Dave R wrote:Hello Robin,
If they are not truly tapas, then why not just call them appetizers?
Dave R wrote:If they are not truly tapas, then why not just call them appetizers?
Mark Willstatter wrote:I'm not Robin
Bill Spohn wrote:Along the lines of verticality, the use of overdone garnish.
One local restaurant was in the habit of sticking a large branch of rosemary standing up in whatever the dish was and I used to tell the waitress to please take it away to the brush chipper as I didn't feel the need to gnaw any wood that day.
Mark Lipton wrote:To make matters worse, rosemary is such a pungent herb that even that limited amount of contact can impart a strong rosemary flavor to your dish, an all around disaster IMO.
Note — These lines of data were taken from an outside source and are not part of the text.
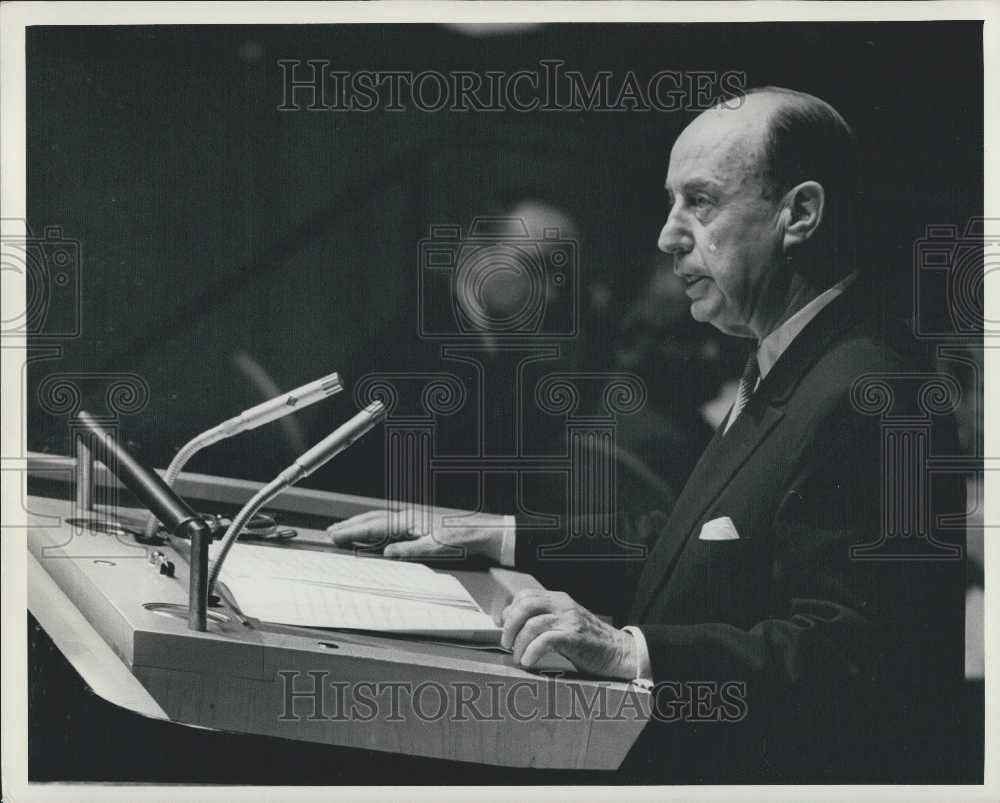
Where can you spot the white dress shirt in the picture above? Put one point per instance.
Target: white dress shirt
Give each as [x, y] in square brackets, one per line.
[770, 349]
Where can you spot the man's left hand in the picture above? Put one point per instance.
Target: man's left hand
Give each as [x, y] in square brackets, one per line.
[537, 622]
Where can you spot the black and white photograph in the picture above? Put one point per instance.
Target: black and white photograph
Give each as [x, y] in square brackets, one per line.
[469, 396]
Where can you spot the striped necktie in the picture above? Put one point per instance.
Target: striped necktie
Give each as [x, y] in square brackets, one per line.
[748, 383]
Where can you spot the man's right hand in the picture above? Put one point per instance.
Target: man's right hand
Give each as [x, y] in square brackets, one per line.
[420, 533]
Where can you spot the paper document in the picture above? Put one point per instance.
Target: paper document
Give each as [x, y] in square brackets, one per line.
[321, 589]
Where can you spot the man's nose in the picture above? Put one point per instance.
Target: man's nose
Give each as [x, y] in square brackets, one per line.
[675, 238]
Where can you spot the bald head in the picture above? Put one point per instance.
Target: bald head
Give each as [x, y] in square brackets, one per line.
[757, 195]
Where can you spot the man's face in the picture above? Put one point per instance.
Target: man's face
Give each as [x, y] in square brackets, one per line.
[724, 235]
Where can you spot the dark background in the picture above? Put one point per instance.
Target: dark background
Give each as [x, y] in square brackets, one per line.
[211, 224]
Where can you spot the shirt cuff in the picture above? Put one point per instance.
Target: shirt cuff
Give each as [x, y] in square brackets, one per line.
[508, 541]
[643, 668]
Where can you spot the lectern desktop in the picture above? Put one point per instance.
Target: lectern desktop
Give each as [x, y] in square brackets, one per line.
[112, 608]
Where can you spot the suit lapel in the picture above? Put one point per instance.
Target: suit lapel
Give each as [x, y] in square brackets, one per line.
[721, 460]
[726, 453]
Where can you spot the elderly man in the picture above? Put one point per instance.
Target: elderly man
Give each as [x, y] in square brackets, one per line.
[751, 577]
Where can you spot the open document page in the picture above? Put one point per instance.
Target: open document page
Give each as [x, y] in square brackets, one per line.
[321, 589]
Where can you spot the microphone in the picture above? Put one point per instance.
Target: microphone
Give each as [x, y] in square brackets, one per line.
[282, 405]
[252, 418]
[319, 455]
[334, 443]
[169, 508]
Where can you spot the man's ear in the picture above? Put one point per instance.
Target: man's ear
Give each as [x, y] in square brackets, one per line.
[804, 212]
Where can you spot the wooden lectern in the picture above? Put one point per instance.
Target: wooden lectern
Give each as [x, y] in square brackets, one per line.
[114, 616]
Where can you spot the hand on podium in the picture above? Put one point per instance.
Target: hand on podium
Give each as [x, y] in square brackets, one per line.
[420, 532]
[537, 622]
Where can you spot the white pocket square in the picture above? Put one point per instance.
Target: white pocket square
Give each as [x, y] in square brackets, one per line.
[721, 529]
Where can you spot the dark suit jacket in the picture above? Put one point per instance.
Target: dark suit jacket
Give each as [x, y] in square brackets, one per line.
[850, 666]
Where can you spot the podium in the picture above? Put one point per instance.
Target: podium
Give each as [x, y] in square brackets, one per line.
[114, 616]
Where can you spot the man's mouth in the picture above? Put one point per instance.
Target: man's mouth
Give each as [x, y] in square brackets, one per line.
[693, 281]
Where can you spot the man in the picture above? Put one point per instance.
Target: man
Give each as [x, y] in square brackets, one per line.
[751, 578]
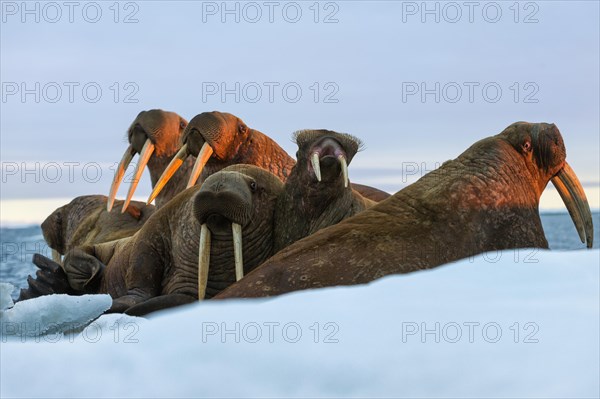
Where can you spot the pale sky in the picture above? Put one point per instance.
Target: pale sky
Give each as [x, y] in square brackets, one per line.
[363, 72]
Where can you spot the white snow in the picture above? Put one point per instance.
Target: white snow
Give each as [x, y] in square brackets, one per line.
[53, 314]
[509, 324]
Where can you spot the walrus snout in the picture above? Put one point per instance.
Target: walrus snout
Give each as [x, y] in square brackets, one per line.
[208, 134]
[234, 206]
[143, 135]
[317, 145]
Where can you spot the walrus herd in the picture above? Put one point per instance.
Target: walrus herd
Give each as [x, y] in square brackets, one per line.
[237, 217]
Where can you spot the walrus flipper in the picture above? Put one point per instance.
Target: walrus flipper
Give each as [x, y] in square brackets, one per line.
[84, 271]
[50, 279]
[160, 303]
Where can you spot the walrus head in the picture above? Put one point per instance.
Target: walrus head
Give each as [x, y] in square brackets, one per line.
[326, 154]
[85, 220]
[216, 135]
[235, 206]
[153, 134]
[543, 150]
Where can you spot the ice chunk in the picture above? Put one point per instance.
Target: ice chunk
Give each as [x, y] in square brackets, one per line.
[52, 314]
[5, 299]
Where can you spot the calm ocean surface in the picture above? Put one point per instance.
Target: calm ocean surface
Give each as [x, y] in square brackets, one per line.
[19, 244]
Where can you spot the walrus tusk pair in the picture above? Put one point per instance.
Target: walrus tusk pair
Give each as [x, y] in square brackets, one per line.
[204, 257]
[316, 164]
[568, 186]
[205, 153]
[147, 151]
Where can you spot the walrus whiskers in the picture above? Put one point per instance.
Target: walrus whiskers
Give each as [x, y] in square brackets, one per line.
[147, 151]
[344, 165]
[316, 165]
[56, 256]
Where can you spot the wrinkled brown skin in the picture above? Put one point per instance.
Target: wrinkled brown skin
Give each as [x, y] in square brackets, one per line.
[83, 221]
[158, 267]
[307, 205]
[486, 199]
[233, 142]
[165, 130]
Mark Lipton wrote:OK, another fad that I'm tired of is the "exhaustive listing of sources" school of menu writing. Yes, I do appreciate knowing that your meat comes from Niman Ranch, but I don't really need to see where the tomatoes, butter, garlic and lettuces came from when trying to understand what the dish actually consists of. Perhaps those restaurants so pleased with their sources could provide a vendor listing at the end of the menu for that rare moment when Michael Pollan drops in to eat.